Costa Ricans, meanwhile, are trying to prepare. Said Consejo de Cuotas president Miguel Shyfter, "There is going to be an earthquake in the textile industry of all the countries of the world. Not only is the competition with China, but with [other parts of] Asia, India, Bangladesh, and Turkey." Shyfter said the survivors would be those who find secure market niches and have fashionably up-to-date products that can be delivered rapidly, faster than China can produce and deliver.

Under those circumstances, Maria Aminta Quirce, president of the Camara Textil Costarricense, said the industry there could survive by concentrating on short-turnaround production runs that would enable US retailers to make smaller, more frequent orders. She said to do this, capital would be needed to develop beyond the maquila model.

Ruben Mendez, who manages operations for Sara Lee in Costa Rica, said that, for survival, "we will have to lower manufacturing costs, reorganize the structure, and implement better processes, as well as obtain prime materials from Central America and Asia at more competitive prices."

The country has so far lost about 1,500 jobs and US$50 million in exports to China. Textiles are the country's second export after bananas and are especially important because they employ women and female heads of households.

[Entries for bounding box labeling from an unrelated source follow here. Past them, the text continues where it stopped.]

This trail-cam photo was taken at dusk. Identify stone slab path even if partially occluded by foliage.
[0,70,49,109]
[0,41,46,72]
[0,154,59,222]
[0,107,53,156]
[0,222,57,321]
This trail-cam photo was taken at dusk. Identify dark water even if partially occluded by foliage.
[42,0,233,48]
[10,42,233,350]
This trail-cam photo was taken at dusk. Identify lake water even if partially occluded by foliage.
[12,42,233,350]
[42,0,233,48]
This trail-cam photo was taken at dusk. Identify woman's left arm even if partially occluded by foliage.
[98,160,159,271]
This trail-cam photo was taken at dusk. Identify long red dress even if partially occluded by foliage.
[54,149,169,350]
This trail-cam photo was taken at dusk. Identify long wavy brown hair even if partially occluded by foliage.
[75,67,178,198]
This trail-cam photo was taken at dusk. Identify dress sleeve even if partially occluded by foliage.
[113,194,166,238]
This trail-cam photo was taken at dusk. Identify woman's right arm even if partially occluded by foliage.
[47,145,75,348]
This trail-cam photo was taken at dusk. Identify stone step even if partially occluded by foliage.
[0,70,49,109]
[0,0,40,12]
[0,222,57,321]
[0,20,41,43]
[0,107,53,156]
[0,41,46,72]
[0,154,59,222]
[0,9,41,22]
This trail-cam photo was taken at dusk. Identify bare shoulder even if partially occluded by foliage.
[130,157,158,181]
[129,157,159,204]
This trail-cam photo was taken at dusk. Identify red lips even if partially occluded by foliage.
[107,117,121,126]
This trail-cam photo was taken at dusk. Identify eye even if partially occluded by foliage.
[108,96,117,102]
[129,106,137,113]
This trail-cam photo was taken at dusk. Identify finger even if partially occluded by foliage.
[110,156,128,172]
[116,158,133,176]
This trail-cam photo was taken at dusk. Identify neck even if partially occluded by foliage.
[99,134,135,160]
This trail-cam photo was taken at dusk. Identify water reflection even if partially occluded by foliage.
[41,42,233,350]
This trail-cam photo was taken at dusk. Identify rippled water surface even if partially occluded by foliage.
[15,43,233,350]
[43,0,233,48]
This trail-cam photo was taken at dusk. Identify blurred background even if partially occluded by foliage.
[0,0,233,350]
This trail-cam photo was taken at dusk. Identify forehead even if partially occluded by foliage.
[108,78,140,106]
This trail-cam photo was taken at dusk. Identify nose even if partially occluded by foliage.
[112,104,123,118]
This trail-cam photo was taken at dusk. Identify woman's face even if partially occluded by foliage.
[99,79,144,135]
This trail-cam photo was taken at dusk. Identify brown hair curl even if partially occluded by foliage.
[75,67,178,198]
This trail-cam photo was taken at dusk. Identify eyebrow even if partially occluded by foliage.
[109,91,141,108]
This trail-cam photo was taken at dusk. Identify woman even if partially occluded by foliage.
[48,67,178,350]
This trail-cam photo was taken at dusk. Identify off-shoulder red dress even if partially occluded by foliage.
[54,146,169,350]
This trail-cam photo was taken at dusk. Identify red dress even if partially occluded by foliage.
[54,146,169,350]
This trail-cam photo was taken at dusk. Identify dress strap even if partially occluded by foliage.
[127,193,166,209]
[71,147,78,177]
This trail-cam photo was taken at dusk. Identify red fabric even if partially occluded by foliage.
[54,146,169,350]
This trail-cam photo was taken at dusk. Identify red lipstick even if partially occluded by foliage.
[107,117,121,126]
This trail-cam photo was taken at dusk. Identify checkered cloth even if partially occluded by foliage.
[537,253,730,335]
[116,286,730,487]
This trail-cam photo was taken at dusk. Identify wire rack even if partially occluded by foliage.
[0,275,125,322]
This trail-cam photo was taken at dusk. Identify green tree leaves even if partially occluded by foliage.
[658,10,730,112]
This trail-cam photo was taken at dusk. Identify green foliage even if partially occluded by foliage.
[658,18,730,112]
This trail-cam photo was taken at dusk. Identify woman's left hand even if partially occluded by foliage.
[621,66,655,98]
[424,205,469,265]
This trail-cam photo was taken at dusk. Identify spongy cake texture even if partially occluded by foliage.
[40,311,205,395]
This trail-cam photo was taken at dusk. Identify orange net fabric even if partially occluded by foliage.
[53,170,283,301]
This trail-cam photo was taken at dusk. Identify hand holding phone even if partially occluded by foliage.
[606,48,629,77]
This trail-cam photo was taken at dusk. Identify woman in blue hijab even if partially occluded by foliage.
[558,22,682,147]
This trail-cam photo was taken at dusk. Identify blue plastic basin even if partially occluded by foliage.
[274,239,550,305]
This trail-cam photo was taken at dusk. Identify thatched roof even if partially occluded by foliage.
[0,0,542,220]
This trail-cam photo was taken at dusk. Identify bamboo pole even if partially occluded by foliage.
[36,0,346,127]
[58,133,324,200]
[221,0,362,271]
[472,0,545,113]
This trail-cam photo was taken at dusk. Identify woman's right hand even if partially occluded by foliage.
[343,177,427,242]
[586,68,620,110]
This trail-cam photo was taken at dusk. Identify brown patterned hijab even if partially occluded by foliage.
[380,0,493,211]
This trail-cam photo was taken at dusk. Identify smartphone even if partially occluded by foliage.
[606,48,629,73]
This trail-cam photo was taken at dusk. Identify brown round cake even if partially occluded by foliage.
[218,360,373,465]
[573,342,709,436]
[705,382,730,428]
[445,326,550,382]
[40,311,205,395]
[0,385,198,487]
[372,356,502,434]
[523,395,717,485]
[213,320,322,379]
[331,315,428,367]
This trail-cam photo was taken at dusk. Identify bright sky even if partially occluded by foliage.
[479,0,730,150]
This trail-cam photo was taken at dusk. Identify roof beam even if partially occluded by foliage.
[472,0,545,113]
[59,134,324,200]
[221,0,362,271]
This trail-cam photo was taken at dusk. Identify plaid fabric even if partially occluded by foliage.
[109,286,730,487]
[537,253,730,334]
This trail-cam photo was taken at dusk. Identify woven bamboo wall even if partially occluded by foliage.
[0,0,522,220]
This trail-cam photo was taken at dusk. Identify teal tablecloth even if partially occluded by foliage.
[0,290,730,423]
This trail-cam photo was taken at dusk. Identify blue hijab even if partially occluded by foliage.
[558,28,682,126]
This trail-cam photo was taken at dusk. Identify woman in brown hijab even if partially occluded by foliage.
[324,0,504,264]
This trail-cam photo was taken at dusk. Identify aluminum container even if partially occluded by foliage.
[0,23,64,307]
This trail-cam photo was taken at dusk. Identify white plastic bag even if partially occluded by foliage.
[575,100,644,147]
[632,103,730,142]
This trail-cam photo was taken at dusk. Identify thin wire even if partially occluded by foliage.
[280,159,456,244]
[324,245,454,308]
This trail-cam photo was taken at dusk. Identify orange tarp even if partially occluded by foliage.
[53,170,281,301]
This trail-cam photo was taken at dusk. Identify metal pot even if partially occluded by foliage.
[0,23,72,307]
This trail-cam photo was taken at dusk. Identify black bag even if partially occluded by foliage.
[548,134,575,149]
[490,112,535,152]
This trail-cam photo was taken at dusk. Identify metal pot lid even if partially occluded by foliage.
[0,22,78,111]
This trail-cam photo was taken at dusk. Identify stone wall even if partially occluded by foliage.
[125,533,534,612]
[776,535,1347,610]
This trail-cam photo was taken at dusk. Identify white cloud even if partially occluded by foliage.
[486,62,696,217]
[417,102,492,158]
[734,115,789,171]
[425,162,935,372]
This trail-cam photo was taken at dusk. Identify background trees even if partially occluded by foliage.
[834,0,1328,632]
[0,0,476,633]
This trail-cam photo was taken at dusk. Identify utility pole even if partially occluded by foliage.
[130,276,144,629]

The possibility that all is not lost for Central America is held beyond the region. Gary Gereffi, a professor at Duke University and an apparel-industry expert, agrees that the isthmus has some structural advantages. "The Central American garment industry has relied on Asian brokers to act as intermediaries between the United States (sic), and many of them have made investments in the region and supplied sophisticated knowledge of the world market," he said. "In addition, Central America still has a geographical advantage over Asia when dealing with US importers." He added that those brokers are not likely to abandon their investments or their successes in facilitating trade with Asia and the US.

Gereffi views Central America's position as "precarious," but holds out the possibility that, if CAFTA emerges with strengthened provisions on labor issues, "as more US companies are pressured to get their foreign subcontractors to meet higher labor standards, Central America could be well-positioned and more palatable to US companies with CAFTA."

Also seeing a qualified bright spot for the region, Stephen Coates with the US Labor Education in the Americas Project said, "Most big textile importers around the world are not going to put all their eggs in one basket and move all manufacturing operations to China. But we still don't know how fast and how big the impact will be in Central America."